We've all had this problem.
We go out for the evening. We park the car in a parking lot. And then we can't remember which row, which floor or, on an especially enjoyable evening, which parking lot.
Rarely though, I suspect, does it take us 6 months to find the car.
Please admire, then, a man who borrowed his friend's BMW to go to a concert in Manchester, UK. As the Manchester Evening News reports, he drove from Scotland and left his car in a parking garage.
He went off to enjoy the Stone Roses. He must have returned stone-faced. Honestly, I have several derivatives of "stone" here, but I will refrain from using them all.
It seems, though, that he couldn't find the car -- not even after five days. Indeed, it seems that he couldn't even remember which parking garage he used.
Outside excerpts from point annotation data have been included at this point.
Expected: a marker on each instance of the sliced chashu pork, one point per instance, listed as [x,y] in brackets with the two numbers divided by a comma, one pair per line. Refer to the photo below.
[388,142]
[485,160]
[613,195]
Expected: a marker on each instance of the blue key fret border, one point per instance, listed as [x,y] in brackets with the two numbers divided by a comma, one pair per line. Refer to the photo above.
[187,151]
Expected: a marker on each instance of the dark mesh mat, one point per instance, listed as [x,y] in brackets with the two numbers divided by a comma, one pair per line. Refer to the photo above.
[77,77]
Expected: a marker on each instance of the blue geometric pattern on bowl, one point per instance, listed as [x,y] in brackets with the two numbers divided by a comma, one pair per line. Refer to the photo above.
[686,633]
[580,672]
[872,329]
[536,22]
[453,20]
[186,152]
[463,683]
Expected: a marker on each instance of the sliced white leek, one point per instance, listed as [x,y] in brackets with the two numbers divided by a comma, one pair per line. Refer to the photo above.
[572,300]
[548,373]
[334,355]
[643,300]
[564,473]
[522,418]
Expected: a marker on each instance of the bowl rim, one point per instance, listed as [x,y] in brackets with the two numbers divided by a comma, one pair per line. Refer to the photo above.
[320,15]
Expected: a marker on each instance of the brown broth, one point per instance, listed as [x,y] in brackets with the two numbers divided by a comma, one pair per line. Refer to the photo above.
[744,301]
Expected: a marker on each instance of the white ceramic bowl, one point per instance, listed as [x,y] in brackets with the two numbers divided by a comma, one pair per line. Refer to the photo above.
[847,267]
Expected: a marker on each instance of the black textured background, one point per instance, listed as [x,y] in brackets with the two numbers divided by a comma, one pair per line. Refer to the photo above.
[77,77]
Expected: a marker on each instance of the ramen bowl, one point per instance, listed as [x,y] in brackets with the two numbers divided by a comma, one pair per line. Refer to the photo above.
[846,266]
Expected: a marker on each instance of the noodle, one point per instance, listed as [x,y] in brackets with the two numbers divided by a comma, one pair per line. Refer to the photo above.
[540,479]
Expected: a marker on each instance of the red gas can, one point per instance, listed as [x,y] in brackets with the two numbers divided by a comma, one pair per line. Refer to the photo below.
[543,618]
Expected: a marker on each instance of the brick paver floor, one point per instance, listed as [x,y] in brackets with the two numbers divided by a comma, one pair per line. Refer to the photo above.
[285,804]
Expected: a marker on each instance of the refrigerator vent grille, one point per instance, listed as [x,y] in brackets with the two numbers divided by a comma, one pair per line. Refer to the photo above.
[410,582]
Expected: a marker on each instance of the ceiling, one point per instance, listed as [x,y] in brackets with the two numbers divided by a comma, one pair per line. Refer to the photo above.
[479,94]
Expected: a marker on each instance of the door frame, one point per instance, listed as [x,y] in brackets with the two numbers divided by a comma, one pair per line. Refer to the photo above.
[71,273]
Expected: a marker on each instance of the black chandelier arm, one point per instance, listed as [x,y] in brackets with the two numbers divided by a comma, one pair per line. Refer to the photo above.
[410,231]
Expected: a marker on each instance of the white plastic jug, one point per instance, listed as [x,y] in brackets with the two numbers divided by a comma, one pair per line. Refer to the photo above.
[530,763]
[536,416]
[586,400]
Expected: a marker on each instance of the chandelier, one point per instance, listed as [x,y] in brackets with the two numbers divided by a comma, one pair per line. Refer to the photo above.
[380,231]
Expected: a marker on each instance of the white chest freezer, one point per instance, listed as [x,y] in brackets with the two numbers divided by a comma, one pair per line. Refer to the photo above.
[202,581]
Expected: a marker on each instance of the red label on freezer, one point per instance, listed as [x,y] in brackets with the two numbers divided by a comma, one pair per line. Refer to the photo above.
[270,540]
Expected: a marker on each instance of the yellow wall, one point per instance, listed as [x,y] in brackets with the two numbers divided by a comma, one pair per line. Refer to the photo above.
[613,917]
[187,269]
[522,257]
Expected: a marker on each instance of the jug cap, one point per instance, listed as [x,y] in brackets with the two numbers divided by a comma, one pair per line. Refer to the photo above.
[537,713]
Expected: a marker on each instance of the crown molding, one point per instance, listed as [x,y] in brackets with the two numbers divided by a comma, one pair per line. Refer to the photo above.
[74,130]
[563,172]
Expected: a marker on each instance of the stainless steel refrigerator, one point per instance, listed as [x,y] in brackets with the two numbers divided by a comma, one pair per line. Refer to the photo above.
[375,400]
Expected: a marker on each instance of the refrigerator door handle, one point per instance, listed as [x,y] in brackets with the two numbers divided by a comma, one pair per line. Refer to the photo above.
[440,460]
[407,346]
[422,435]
This all happened in June. The BMW was reported lost or stolen in August.
And then a post-Christmas miracle.
The Greater Manchester police unearthed the car, parked in a city-center garage. The police were so excited that they tweeted on December 30: "Officers have found a car in a multi-storey lost since June; driver visiting city parked it but couldn't remember where. We can't imagine what the ticket machine is going to say when they finally put the ticket in -- £££££££££££££££££££££££££££££."
The Greater Manchester police didn't immediately respond to a request for comment. However, the police told the Evening News that such a long stay in a parking garage might cost 5,000 British pounds, or around $6,200.
There are apps that can assist you when you mislay your vehicle. For example, Find My Car Smarter promises that with it and your iPhone you'll never drift from careless to carless.
Still, it's a little odd that the driver didn't have the ticket from the parking garage. Wouldn't that at least have told him which garage the car was parked in? Or did he really have quite the night?
I wonder if the BMW owner and his friend are still, well, friends.